Juiz concorda em revisar fundo ‘anti-armamento’ de US$ 1,8 bilhão de Trump

Um juiz federal irá rever o “fundo anti-armamento” de 1,8 mil milhões de dólares da administração Trump, depois de um grupo de antigos juízes federais ter questionado a sua legitimidade.

O fundo foi criado após o processo de Trump contra a Receita Federal pelo vazamento de suas declarações fiscais. Em vez de irem a julgamento, os advogados da administração Trump e a equipa jurídica pessoal do presidente concordaram em levantar o fundo apoiado pelos contribuintes.

A juíza distrital dos EUA, Kathleen Williams, na Flórida, ordenou na sexta-feira que os advogados de Trump respondessem à moção apresentada por 35 ex-juízes federais que argumentaram que Trump é, em certo sentido, tanto o autor quanto o réu no caso, tendo-o apresentado como presidente e também como líder do poder executivo que supervisiona o IRS. Assim, escreveram os juízes, o processo “é em si uma fraude no tribunal”.

Os ex-juízes, nomeados pelos presidentes democratas e republicanos, escreveram que o processo foi usado como justificativa para o “saque” dos contribuintes americanos. Eles descreveram o caso como uma espécie de “conluio” entre os advogados do presidente e o governo federal e pediram ao juiz que reabrisse o caso para determinar o acordo somente depois que o tribunal fosse “enganado”.

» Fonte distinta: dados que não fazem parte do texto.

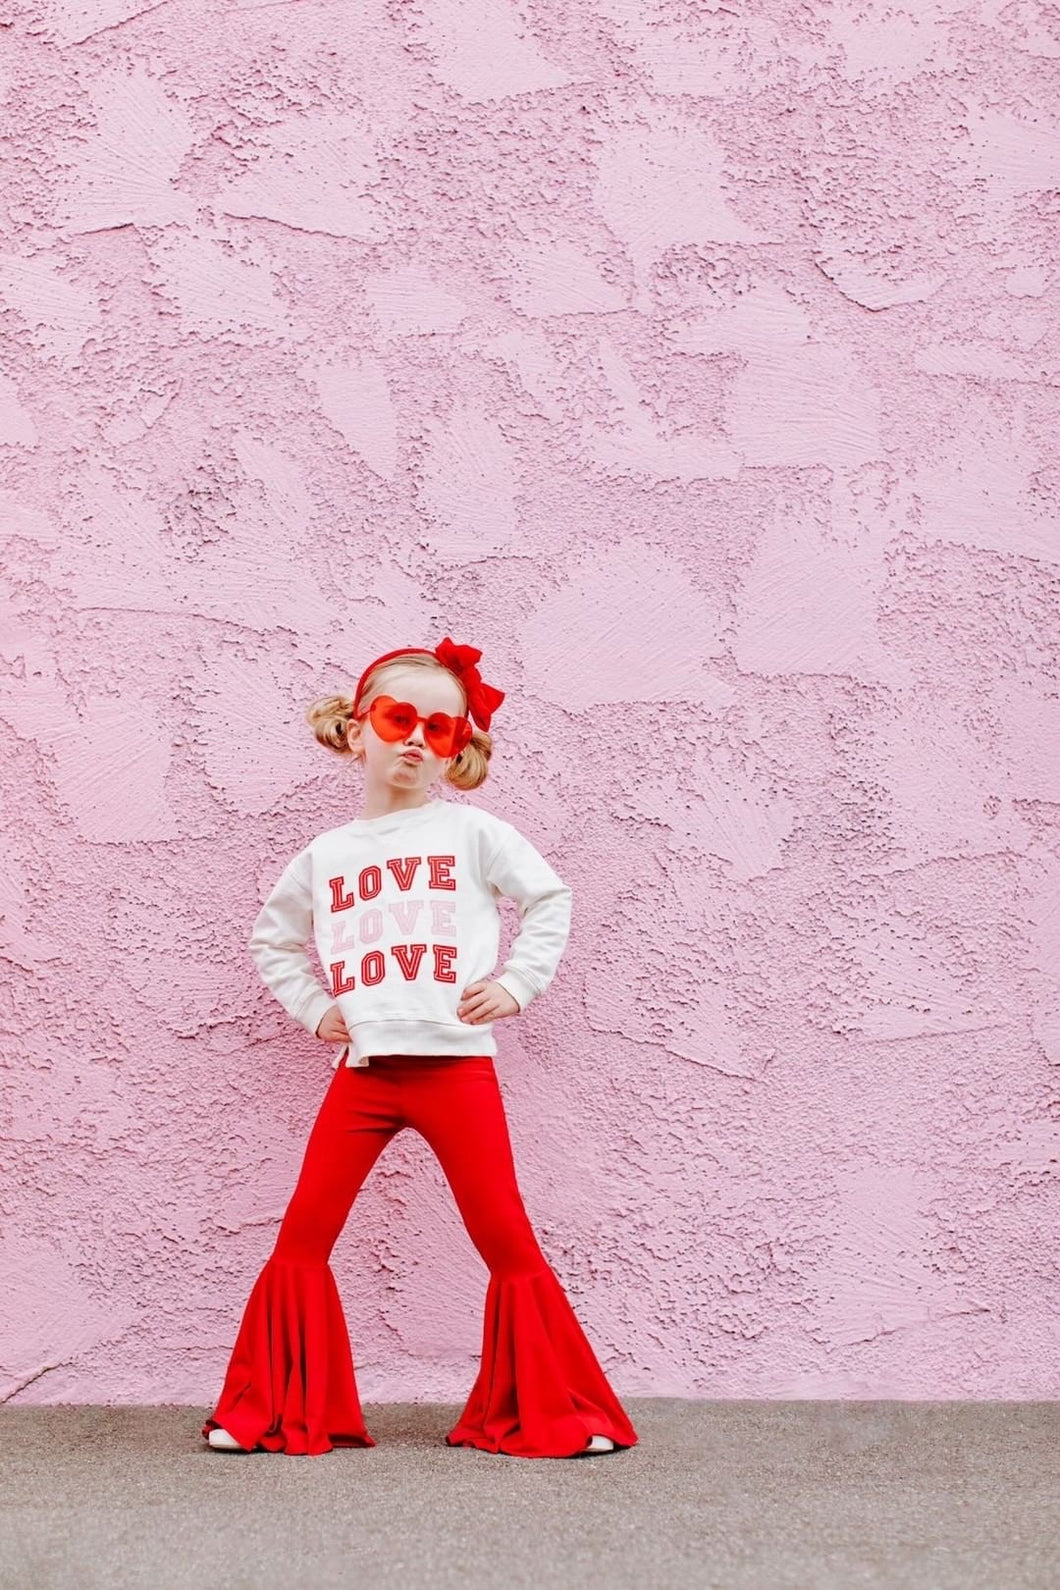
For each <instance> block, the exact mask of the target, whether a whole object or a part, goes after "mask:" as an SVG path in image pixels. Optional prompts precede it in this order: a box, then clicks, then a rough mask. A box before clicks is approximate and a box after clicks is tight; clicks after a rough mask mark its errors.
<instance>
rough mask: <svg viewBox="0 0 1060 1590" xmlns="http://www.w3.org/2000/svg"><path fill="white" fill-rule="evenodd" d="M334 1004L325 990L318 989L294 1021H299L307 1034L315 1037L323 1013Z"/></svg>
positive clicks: (322, 1015)
mask: <svg viewBox="0 0 1060 1590" xmlns="http://www.w3.org/2000/svg"><path fill="white" fill-rule="evenodd" d="M334 1003H335V1002H334V999H332V997H331V994H329V992H327V991H326V989H318V991H316V992H315V994H313V999H311V1000H310V1002H308V1005H307V1006H305V1010H302V1011H299V1013H297V1016H296V1021H300V1022H302V1026H304V1027H305V1029H307V1032H311V1034H313V1037H316V1029H318V1027H319V1024H321V1021H323V1018H324V1011H329V1010H331V1006H332V1005H334Z"/></svg>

Williams, nomeada pelo ex-presidente Barack Obama, inicialmente concedeu a rejeição do processo de Trump após o acordo, mas, à luz da moção dos ex-juízes, ela disse que o tribunal está “autorizado para investigar má conduta grave”.

Isto segue-se a outro juiz na Virgínia que congelou temporariamente o fundo, o que os funcionários de Trump descreveram como um esforço para compensar os aliados de Trump, os manifestantes de 6 de Janeiro e outros que o presidente diz terem sido alvo injustamente.

Essa juíza, a juíza distrital dos EUA Leonie Brinkema, na Virgínia, ordenou na sexta-feira que os funcionários de Trump parassem de constituir o conjunto de dinheiro para “garantir que nenhum dinheiro seja desembolsado de forma irreversível”.

Brinkema, nomeado pelo ex-presidente Bill Clinton, marcou uma audiência para 12 de junho para discussões sobre se a ordem deveria ser prorrogada.

Um porta-voz do Departamento de Justiça não respondeu a um pedido de comentário da Tuugo.pt no sábado. Funcionários do Departamento de Justiça disseram nas redes sociais: “Faremos tudo o que estiver ao nosso alcance para curar aqueles que foram perseguidos por fins políticos”.

Especialista jurídico: Fundo ‘não aborda lesões legais reais’

Tomadas em conjunto, as ordens representam um revés jurídico inicial para o fundo, que causou divisões dentro do Capitólio, com os críticos descrevendo-o como um fundo secreto para apoiadores de Trump que afirmam ter sido vítimas de perseguição política.

A ordem de Brinkema para suspendê-lo foi o resultado de uma ação judicial movida pelo ex-advogado do Departamento de Justiça, Andrew Floyd, e outros demandantes, que argumentaram que os quase US$ 2 bilhões nunca foram aprovados pelo Congresso e “recompensam e incentivam o comportamento ilegal e facilitam um abuso surpreendente dos fundos dos contribuintes”.

Especialistas jurídicos expressaram especial preocupação com a falta de supervisão do fundo, além de o balde de dinheiro não ter qualquer ligação com as alegações que Trump alegou no seu processo contra o IRS.

Adam Zimmerman, professor de direito na Universidade do Sul da Califórnia, disse à Tuugo.pt que exemplos anteriores de fundos de compensação em massa dirigidos pelo presidente, quer relacionados com o Holocausto quer com o derrame de petróleo da BP, resolveram extensas ações judiciais colectivas, o que não é o caso aqui.

“Todos esses casos envolveram lesões identificáveis, a grupos distintos de pessoas, por violações de leis reais, sob regras aplicáveis ​​de forma neutra, muitas vezes negociadas à sombra de um litígio de ação coletiva ou de massa”, disse Zimmerman no sábado.

Este fundo, no entanto, “não trata de lesões legais reais”.

“Oferece dinheiro a um grupo indeterminado de pessoas, que nunca ameaçaram ou iniciaram qualquer tipo de ação legal”, disse ele, descrevendo-a como “diferente de tudo que vimos na história da república”.